Dalla spinta ideale alla funzione sostitutiva
Nato negli anni Settanta come espressione di partecipazione civica e tensione etica, il volontariato italiano aveva una chiara ambizione: affiancare all’aiuto concreto una critica alle ingiustizie. Figure come Luciano Tavazza e Giovanni Nervo immaginavano un volontariato capace di “rimuovere gli ostacoli di ordine economico e sociale”, andando oltre la semplice assistenza.
Oggi, però, quello slancio sembra affievolito. Il documento Euricse sottolinea come, nel tempo, molte organizzazioni siano state progressivamente integrate nei sistemi di welfare, assumendo un ruolo sempre più operativo e meno politico. Il rischio, esplicitato con chiarezza, è quello di diventare una risposta tampone alle carenze pubbliche, più che un motore di cambiamento.
“Non solo assistenza, ma giustizia”
È nell’introduzione che il documento fissa uno dei suoi passaggi più significativi: il volontariato non può essere ridotto a erogazione di servizi. “Non è solo assistenza, ma risposta di giustizia”. Una distinzione che ha implicazioni profonde.
Se il volontariato si limita a intervenire sugli effetti delle disuguaglianze, finisce infatti per consolidare lo status quo. Se invece prova a interrogarsi sulle cause, può tornare a essere attore politico – nel senso più ampio del termine – e contribuire a ridefinire le priorità collettive.
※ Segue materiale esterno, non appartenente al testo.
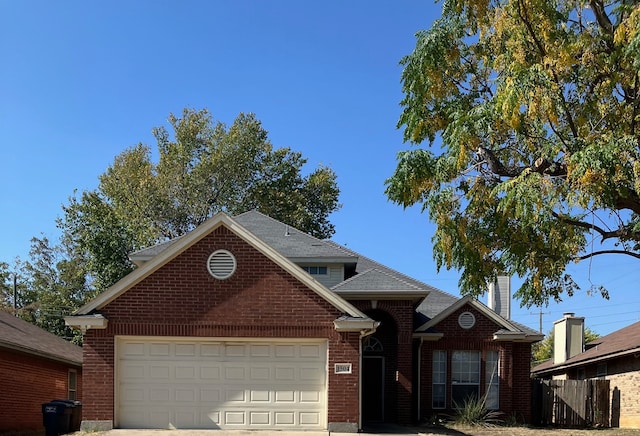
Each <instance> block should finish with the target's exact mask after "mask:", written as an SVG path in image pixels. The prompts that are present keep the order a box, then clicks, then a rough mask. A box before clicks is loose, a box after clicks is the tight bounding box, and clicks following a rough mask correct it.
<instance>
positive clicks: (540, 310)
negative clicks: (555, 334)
mask: <svg viewBox="0 0 640 436" xmlns="http://www.w3.org/2000/svg"><path fill="white" fill-rule="evenodd" d="M540 333H541V334H542V309H540Z"/></svg>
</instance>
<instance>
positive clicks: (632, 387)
mask: <svg viewBox="0 0 640 436" xmlns="http://www.w3.org/2000/svg"><path fill="white" fill-rule="evenodd" d="M558 338H559V339H558ZM531 374H532V376H533V377H536V378H543V379H552V378H553V379H568V380H585V379H594V378H599V379H605V380H609V381H610V387H611V389H612V407H611V426H612V427H624V428H640V389H639V388H638V387H639V386H640V321H639V322H636V323H634V324H631V325H629V326H627V327H624V328H622V329H620V330H617V331H615V332H613V333H610V334H608V335H606V336H603V337H600V338H597V339H595V340H593V341H591V342H589V343H588V344H586V345H585V344H584V318H582V317H575V316H573V314H572V313H567V314H565V316H564V317H563V319H561V320H558V321H556V322H555V323H554V353H553V359H550V360H548V361H546V362H543V363H541V364H540V365H537V366H536V367H534V368H533V369H532V371H531Z"/></svg>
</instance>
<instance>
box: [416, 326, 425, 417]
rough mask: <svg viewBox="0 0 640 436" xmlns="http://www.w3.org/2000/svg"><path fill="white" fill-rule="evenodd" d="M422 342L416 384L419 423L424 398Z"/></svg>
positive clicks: (420, 416)
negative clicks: (423, 394) (422, 401)
mask: <svg viewBox="0 0 640 436" xmlns="http://www.w3.org/2000/svg"><path fill="white" fill-rule="evenodd" d="M422 342H424V339H423V338H420V342H419V343H418V377H417V382H416V385H417V386H416V389H418V392H417V395H416V400H417V401H418V404H417V407H416V413H417V414H418V416H417V417H416V418H417V419H418V422H420V419H421V417H422V411H421V409H420V407H421V406H422V398H421V397H420V394H421V393H422V389H421V384H420V383H421V382H422Z"/></svg>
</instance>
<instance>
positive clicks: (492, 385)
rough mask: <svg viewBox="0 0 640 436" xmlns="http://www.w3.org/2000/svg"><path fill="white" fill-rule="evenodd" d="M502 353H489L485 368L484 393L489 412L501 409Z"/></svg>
mask: <svg viewBox="0 0 640 436" xmlns="http://www.w3.org/2000/svg"><path fill="white" fill-rule="evenodd" d="M499 356H500V353H498V352H497V351H487V354H486V356H485V359H486V361H485V367H484V377H485V382H484V391H485V396H486V402H485V406H486V408H487V409H489V410H498V408H499V407H500V357H499Z"/></svg>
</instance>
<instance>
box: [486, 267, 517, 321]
mask: <svg viewBox="0 0 640 436" xmlns="http://www.w3.org/2000/svg"><path fill="white" fill-rule="evenodd" d="M487 294H488V295H487V296H488V298H487V306H489V309H491V310H493V311H494V312H496V313H498V315H500V316H502V317H503V318H506V319H510V318H511V277H509V276H504V275H503V276H498V277H496V281H495V282H493V283H489V287H488V292H487Z"/></svg>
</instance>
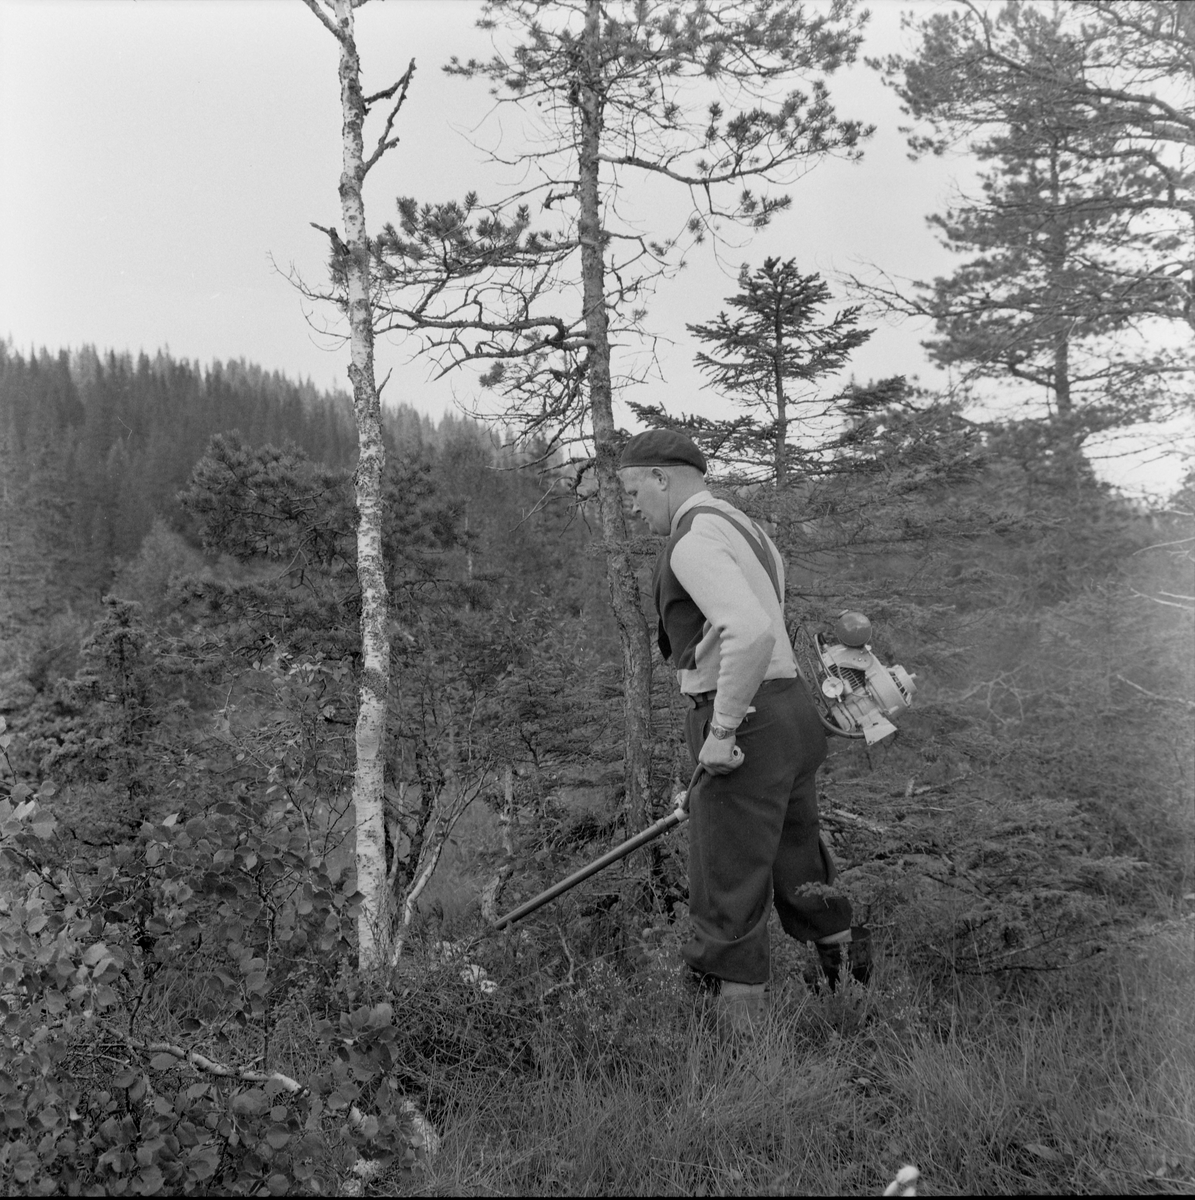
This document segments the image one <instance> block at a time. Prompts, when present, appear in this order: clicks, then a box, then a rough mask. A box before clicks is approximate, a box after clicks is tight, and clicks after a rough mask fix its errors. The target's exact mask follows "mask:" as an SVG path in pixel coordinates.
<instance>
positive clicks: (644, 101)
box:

Giovani e nuove forme di impegno
In questo scenario, un elemento di discontinuità arriva dalle nuove generazioni. Il documento evidenzia come i giovani siano sempre meno presenti nelle forme organizzate tradizionali, ma sempre più attivi in esperienze di attivismo tematico e flessibile. Ambiente, diritti, inclusione: le battaglie cambiano, così come i linguaggi e gli strumenti. È un volontariato meno strutturato, spesso intermittente, ma non per questo meno significativo. Anzi, pone una sfida diretta alle organizzazioni storiche: rinnovarsi o perdere rilevanza.
Il nodo dell’autonomia
Un altro punto critico riguarda il documento con le istituzioni. Da un lato, la collaborazione con il pubblico ha consentito al Terzo settore di crescere e strutturarsi. Dall’altro, ha sollevato interrogativi sulla sua autonomia. Il documento richiama la necessità di un equilibrio: dialogare con le istituzioni senza rinunciare a una funzione critica. Perché, avverte, quando il volontariato smette di “disturbare”, rischia di perdere una parte essenziale della propria identità.
Un laboratorio di democrazia
La proposta che emerge dal documento è netta: il volontariato deve tornare a essere uno spazio di partecipazione e costruzione democratica. Un “laboratorio” in cui cittadini e cittadine non solo aiutano, ma contribuiscono a immaginare soluzioni, a costruire comunità, a esercitare una forma concreta di sovranità. Non si tratta di abbandonare il servizio, ma di affiancargli una visione.
Una responsabilità collettiva
In controluce, il documento Euricse lancia anche un messaggio più ampio. Il futuro del volontariato non riguarda solo chi vi partecipa direttamente, ma l’intero assetto sociale. In un Paese segnato da crescenti disuguaglianze, fragilità diffuse e crisi di fiducia nelle istituzioni, il ruolo del Terzo settore diventa un indicatore della qualità democratica. La domanda, allora, resta aperta: il volontariato sarà ancora capace di “trasformare”, o si accontenterà di gestire?
La risposta, suggerisce il documento, dipenderà dalla capacità di tenere insieme prossimità e conflitto, cura e cambiamento. E, soprattutto, dalla volontà di non smettere di interrogarsi.